My problem is that she had so many arguments with my parents and they are happy she’s leaving. My mom especially. The other day I went to mom and I said, “Dad says there’s only 16 weeks of school left”, Mom then said “Yay, that means 16 weeks until you, dad, and I are happy.” I looked at her and said, “The only ones who are going to be happy about my sister leaving are you and dad ….. Not a single bit will I be happy. I will miss her”. I then went up and started crying in my room because my mom and dad are so cruel to my sister. Here’s the bad thing, she is naive, she has PTSD, she’s a little autistic, she can’t do math, she’s….she’s just not going to make it that well. Don’t get me wrong, if she tried, she could be a total badass at everything. I’m 17 and I’ve always felt like her protector…and I’m going to be so dang depressed when she leaves. My mom is very mean and gets angry for no reason so, I’m going to have no one to guide me and no one to be there for me.
I keep sticking sewing needles through my skin because I need to take my sadness out. I’m going to face 11th grade without my sis…how do I do that? We’ve almost literally been through hell and back together. We grew up in an abusive family, have been to 3 foster homes, 1 homeless shelter, only to be adopted by a mom who hates us. Please help.
SOME WAYS TO HELP YOURSELF NOW
- Thank you so much for reaching out to our TeenCentral community! It sounds like you have already overcome many obstacles in your life and that your sister has been a huge part of your journey. It must feel hurtful to hear anyone say negative things about the people we care deeply about. Likewise, it sounds as if she has been quite lucky to have you in her corner as a support.
- Depending on what your interests are, look in to some healthy outlets: a new book to read, take up a new hobby (that perhaps you can share with your sister), or see if you and your sister can virtually take walks together as a new activity. We have lots of cool tools and ideas on our TeenCentral page on the TOOLS tab.
- Don’t forget your own self care and support system. It sounds like you have done a superb job taking care of your sister, but don’t forget to build your own supports. This is increasingly important during the current pandemic as many people feel even more isolated. Join a new group, reach out to natural supports such as family, friends, and guidance counselors. What about another trusted family member? Is there someone else besides mom and dad who you are close to who would listen to how you’re feeling?
MORE TO THINK ABOUT
- You took the first step by appropriately advocating for your sister.
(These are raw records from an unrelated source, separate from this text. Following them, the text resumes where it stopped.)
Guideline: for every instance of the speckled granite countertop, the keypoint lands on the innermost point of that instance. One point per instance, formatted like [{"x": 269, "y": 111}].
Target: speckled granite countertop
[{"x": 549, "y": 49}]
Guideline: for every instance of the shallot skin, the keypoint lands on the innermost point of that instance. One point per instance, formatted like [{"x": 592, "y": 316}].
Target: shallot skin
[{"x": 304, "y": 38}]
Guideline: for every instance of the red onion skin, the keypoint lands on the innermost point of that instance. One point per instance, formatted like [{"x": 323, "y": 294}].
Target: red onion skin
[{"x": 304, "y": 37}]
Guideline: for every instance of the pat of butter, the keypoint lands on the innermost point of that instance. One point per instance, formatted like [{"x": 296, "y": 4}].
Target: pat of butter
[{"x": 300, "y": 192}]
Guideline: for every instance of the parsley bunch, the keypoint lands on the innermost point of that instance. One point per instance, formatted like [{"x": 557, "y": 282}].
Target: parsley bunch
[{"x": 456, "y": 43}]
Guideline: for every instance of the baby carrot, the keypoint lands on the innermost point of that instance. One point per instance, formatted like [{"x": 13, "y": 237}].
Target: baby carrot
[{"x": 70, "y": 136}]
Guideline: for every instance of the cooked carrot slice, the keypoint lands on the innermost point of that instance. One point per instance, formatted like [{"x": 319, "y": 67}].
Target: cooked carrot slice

Good, healthy communication is sometimes quite hard, especially when there are strong feelings involved. Do you think that it would be helpful to go one step further and communicate more clearly to your parents, the feelings you have when you hear them speak about your sister in a negative way? Sometimes better communication comes from opening up and sharing the thoughts and feelings surrounding the circumstance. They might not realize how much it hurts you to hear someone speak about your sister.
- Another way of looking at things is to think about what about this situation you CAN change/control. We cannot control the thoughts, feelings, or words of OTHERS so take some time to think about what IS in your control. It sounds like your communication skills and your our advocacy are both strengths you can rely on.
- Try not to make assumptions about what others are thinking, but rather seek clarification about their words and actions.
- Remember just because your sister is moving, doesn’t mean your relationship is lost. Think of fun and creative ways you can stay in touch with her like sending her TikToks, cards/snail mail, facetime, and or sending her cute care packages. I understand your symbolic loss with her leaving the home, but think about how you can be a part of her growth in a meaningful way.
- Thank you again for being a part of our TeenCentral community and keep up the good work.